2. Religion, Body, and Mind
Within the domain of religion scholarship, the embodied effects of religious beliefs, practices, and experiences has been a robust site of examination. For instance, there continues to be extensive research on religiosity as a mechanism of coping with stress and buffering the deleterious physical and mental health consequences of perceived experiences of discrimination (
Bierman 2006;
Ellison and Levin 1998;
Williams et al. 1991). These findings signal potential psychosocial benefits of religious adherence and expression, in addition to a possible mind-body connection worthy of enduring exploration. In a similar vein, social scientific studies of religion have increasingly pointed to cognitive understandings of religion as a dynamic site in which to advance our understanding of religion, specifically the cultural dimensions of religious beliefs, narratives, and identities (see
Wuthnow 2007).
However, this strain of literature departs from research that views cognitive processes and, more specifically, “brain wiring” not just as a means of describing religious beliefs and experiences but also
explaining human dispositions towards religiosity. In fact, such work has claimed evidence of a “God spot” or “God module” in the brain that facilitates transcendental experiences and a connection with the divine (
Albright 2000;
Ashbrook and Albright 1997;
Hamer 2004). In so doing, such work has encountered criticism from some social scientists who view such claims as essentializing or reducing religious expressions and experiences to biological characteristics (see
Wuthnow 2007). Nonetheless, research has significantly grown in recent years, particularly among neuroscientists, in the domain coined neurotheology (
McNamara 2006,
2009;
Newberg 2010). This stream of work seeks to understand the science behind religious and spiritual experiences through individuals’ biological, psychological, and neurological responses. In other words, it examines how our neural processes are related to religious beliefs and practice.

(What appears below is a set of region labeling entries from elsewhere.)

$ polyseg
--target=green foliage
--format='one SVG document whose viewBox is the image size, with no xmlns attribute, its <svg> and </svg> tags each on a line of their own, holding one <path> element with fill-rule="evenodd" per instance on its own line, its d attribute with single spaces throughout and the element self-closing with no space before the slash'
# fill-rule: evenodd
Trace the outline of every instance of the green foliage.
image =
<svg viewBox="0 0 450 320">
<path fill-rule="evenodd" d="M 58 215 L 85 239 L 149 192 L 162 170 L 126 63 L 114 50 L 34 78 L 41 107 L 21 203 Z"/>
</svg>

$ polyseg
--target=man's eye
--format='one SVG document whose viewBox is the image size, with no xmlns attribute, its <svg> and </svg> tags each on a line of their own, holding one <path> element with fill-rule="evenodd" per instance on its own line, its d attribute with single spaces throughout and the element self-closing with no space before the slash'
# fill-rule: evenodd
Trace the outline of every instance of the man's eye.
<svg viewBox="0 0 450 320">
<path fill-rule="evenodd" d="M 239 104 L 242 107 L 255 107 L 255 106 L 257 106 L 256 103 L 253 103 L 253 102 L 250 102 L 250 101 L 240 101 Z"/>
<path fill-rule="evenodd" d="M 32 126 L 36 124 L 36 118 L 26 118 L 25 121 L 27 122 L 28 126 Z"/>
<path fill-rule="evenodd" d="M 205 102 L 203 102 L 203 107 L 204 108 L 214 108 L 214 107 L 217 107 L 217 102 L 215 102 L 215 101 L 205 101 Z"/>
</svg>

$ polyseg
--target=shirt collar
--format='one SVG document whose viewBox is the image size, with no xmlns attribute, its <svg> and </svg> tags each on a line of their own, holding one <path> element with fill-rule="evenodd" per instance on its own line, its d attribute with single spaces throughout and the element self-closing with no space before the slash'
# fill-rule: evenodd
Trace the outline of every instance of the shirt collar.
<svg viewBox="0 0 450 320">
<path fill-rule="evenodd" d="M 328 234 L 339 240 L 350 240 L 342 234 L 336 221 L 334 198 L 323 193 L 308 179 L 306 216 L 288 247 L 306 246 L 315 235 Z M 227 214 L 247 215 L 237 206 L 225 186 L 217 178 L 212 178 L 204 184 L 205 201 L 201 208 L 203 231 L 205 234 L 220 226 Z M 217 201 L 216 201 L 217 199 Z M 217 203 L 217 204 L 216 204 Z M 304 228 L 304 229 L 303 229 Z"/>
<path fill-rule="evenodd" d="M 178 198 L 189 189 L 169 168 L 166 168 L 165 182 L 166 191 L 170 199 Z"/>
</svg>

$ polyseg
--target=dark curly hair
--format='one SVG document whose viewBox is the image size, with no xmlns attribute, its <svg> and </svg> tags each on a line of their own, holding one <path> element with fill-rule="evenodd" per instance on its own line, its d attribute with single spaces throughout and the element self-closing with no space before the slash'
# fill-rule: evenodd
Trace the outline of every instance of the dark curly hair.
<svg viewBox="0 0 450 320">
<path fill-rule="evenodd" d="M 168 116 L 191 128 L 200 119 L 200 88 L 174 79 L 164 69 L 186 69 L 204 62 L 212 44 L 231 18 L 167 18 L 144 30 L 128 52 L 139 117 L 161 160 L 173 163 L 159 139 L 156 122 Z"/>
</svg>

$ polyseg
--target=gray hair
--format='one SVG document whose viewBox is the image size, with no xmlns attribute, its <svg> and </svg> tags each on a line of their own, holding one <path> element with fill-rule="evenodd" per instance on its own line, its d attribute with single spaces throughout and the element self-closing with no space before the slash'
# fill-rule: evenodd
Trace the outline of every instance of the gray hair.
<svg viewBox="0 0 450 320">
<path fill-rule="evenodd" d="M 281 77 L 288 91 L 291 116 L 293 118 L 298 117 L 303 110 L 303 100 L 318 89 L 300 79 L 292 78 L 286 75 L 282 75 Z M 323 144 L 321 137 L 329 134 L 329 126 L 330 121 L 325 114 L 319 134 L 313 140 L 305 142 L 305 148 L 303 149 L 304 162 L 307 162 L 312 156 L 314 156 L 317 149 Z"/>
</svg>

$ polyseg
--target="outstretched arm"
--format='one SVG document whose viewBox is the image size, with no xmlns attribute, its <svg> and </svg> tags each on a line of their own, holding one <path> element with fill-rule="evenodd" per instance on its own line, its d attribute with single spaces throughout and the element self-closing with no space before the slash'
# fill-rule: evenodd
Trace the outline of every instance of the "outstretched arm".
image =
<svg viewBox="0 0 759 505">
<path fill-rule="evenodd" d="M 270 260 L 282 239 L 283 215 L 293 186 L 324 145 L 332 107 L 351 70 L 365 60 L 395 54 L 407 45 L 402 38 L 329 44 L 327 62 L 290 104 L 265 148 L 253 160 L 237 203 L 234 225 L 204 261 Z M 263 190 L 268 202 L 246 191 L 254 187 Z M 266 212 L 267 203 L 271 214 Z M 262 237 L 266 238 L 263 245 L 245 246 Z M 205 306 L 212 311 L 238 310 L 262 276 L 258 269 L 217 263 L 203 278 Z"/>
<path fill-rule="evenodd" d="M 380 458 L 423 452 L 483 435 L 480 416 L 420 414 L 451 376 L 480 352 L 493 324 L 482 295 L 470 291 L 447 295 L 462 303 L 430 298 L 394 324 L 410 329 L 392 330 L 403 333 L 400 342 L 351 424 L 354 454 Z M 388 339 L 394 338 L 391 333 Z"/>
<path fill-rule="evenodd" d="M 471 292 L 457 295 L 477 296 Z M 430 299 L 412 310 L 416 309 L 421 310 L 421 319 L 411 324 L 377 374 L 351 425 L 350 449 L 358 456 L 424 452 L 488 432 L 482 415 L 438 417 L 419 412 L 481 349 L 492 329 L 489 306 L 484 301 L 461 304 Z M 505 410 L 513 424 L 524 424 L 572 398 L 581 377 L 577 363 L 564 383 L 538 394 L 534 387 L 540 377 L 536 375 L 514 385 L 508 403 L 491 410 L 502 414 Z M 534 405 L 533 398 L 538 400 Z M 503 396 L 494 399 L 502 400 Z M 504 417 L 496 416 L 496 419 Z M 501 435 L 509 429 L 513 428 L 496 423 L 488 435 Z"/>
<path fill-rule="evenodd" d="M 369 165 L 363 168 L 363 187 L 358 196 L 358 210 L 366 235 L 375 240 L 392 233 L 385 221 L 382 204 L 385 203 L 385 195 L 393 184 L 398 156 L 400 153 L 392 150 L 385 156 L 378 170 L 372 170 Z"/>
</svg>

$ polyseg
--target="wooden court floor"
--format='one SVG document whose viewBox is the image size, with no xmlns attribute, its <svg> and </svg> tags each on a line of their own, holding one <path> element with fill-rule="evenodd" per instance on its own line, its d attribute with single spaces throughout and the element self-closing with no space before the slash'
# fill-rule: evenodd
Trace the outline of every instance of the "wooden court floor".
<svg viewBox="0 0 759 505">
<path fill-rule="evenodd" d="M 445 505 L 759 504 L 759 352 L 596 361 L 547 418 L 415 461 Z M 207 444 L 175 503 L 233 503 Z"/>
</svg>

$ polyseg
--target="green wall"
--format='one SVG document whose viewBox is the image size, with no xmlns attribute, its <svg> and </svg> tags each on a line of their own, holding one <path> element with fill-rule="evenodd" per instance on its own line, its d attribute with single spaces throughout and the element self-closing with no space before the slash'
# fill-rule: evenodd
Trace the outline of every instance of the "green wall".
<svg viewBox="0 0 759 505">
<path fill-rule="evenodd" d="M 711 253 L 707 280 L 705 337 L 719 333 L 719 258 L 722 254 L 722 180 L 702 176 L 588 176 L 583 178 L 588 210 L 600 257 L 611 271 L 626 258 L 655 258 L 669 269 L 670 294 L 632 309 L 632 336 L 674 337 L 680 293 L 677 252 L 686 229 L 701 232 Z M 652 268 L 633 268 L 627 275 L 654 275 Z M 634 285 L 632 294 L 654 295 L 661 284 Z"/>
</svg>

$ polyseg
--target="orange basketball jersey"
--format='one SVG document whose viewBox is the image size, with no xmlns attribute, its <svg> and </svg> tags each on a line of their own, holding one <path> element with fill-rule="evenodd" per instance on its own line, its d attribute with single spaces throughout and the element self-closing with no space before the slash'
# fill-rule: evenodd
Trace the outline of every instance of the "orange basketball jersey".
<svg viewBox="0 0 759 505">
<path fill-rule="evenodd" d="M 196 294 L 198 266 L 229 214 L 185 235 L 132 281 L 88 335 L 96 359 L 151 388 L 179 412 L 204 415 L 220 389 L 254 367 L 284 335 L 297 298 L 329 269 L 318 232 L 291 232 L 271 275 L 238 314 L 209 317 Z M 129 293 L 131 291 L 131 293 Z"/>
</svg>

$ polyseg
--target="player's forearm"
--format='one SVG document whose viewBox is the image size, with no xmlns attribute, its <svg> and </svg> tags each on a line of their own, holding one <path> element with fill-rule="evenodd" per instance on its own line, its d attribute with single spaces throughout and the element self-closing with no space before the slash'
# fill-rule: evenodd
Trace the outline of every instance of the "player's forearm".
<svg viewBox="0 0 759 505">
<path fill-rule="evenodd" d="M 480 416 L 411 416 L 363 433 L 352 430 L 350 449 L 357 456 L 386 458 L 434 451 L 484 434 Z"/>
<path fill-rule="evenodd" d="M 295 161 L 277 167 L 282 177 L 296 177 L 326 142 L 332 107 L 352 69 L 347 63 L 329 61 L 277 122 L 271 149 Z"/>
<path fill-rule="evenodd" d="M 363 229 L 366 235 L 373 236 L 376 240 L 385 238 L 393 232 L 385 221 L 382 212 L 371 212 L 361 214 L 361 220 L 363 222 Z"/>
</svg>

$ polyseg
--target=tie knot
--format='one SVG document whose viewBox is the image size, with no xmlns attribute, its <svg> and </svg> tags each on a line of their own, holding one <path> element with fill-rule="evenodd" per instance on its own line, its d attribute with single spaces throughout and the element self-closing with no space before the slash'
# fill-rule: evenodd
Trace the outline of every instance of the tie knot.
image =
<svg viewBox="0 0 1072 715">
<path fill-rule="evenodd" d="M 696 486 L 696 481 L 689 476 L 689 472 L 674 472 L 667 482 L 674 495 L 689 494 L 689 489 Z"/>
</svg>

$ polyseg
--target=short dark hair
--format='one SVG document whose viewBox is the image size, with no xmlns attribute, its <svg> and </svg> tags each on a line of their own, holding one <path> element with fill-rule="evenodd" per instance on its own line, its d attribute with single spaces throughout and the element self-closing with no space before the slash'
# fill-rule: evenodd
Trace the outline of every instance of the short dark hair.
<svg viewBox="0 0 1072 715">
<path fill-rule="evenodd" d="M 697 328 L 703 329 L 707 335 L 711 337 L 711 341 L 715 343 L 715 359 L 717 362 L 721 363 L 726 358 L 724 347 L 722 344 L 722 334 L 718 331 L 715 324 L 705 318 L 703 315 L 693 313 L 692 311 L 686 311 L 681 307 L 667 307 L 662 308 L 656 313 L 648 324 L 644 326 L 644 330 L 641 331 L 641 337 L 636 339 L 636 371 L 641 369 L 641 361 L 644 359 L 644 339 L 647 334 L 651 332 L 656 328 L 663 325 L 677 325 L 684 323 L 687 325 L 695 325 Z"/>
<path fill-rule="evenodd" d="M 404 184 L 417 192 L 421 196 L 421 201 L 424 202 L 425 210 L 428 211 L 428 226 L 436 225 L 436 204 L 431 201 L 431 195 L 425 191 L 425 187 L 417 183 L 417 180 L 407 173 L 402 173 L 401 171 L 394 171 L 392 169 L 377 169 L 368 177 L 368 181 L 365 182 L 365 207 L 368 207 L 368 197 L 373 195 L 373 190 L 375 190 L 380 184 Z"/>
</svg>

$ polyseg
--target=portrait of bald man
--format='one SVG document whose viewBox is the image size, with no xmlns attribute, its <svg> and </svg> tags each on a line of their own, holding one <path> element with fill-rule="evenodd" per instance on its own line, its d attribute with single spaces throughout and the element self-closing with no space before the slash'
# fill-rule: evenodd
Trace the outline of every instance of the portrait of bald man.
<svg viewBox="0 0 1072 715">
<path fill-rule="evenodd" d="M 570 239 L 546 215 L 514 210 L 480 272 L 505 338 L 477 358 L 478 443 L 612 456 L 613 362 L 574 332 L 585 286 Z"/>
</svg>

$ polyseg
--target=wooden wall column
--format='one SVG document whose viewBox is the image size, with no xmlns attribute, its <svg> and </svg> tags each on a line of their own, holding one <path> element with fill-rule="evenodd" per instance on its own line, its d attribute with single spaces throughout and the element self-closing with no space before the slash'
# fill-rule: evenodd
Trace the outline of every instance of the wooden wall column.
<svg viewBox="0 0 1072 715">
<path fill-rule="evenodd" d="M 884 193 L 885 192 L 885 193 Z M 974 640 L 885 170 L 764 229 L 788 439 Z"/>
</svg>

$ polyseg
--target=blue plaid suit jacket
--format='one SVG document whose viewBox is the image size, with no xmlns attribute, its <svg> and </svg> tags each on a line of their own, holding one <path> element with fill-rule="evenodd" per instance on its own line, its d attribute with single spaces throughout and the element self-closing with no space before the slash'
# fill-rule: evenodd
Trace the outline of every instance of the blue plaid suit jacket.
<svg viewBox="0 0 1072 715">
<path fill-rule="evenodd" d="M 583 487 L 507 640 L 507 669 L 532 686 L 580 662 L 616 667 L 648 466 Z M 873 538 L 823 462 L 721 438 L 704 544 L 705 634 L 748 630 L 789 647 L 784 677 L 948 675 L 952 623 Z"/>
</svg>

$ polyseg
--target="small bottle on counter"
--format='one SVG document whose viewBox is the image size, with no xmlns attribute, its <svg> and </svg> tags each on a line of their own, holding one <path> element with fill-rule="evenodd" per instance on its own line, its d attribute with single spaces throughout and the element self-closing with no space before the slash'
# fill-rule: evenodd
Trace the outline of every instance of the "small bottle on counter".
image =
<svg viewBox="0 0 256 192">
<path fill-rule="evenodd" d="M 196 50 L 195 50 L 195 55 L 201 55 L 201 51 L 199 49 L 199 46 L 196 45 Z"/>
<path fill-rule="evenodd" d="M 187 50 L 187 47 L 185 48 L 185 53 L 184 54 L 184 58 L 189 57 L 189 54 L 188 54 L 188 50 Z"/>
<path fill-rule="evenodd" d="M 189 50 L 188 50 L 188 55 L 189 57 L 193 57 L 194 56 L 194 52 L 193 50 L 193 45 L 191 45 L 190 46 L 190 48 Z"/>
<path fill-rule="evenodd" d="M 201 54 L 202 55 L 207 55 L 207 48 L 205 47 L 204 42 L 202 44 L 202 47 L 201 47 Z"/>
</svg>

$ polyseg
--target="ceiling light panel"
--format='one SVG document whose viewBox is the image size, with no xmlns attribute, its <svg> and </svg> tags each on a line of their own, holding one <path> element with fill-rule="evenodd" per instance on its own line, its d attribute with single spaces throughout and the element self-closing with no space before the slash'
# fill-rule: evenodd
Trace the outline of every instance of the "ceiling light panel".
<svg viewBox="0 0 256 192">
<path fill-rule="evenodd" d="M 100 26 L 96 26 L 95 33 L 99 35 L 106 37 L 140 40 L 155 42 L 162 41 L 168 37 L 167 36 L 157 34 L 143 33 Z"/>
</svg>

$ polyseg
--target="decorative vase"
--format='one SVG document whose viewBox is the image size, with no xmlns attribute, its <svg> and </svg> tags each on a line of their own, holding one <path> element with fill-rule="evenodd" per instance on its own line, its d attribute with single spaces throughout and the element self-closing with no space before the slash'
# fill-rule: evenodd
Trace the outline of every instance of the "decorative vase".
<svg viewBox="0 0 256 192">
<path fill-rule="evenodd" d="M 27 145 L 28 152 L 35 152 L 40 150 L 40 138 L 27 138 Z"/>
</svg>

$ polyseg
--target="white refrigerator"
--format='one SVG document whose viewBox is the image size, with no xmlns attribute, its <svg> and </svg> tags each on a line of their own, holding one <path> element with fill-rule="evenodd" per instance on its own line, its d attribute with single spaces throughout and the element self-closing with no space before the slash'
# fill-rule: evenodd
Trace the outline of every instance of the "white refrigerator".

For example, in order to interrogate the effects of religious expression on the brain and how the brain might have an impact on religious expression, neuroscientists like Andrew
Newberg (
2010) conducted brain scans on nuns, Buddhists, and a diverse range of other religious practitioners across faith traditions both before and after engaging in religious and spiritual activities such as prayer and meditation, tracing changes in neurological activity. Indeed, he observed that after engaging in such practices, activity in different parts of the brain were altered. For instance, the area of the brain that has been linked to processing sensory information and developing spatial connections between oneself and others, the parietal lobe, appeared to become deactivated after repeated ritual practices, suggesting that the sensory boundary between one’s sense of self and one’s relationship with others or with God may become blurred overtime through these practices, and potentially amplify these connections (
Ambrosino 2019;
Newberg 2010). In addition, findings suggest that not only did participants who consistently meditated for eight weeks perceive that their memory had improved and that they had more mental clarity, but these perceptions were supported by brain scans and memory tests (
Conan 2010;
Newberg 2010).
Similarly, a team of neuroscientists in Canada asked a group of fifteen nuns to recall meaningful religious or mystical experiences while in a functional magnetic resonance imaging (fMRI) machine scanning their brain activity (see
Pearson 2006). Although the nuns were not actively praying, these memories alone activated certain parts of the brain, like the caudate nucleus, which other research finds is linked with emotions such as happiness. Meanwhile, other work in neuroscience has found evidence of a specific gene variation that appears to be linked to individuals having an increased tendency toward spiritual experiences (
Hamer 2004), further amplifying discourse around an inherent predisposition to religious and spiritual commitment. Despite the significant increase in this domain of research, some neuroscientists like
Fingelkurts and Fingelkurts (
2009) suggest that future work ought to use these tools to describe rather than explain religiosity, given other factors that may also be at play.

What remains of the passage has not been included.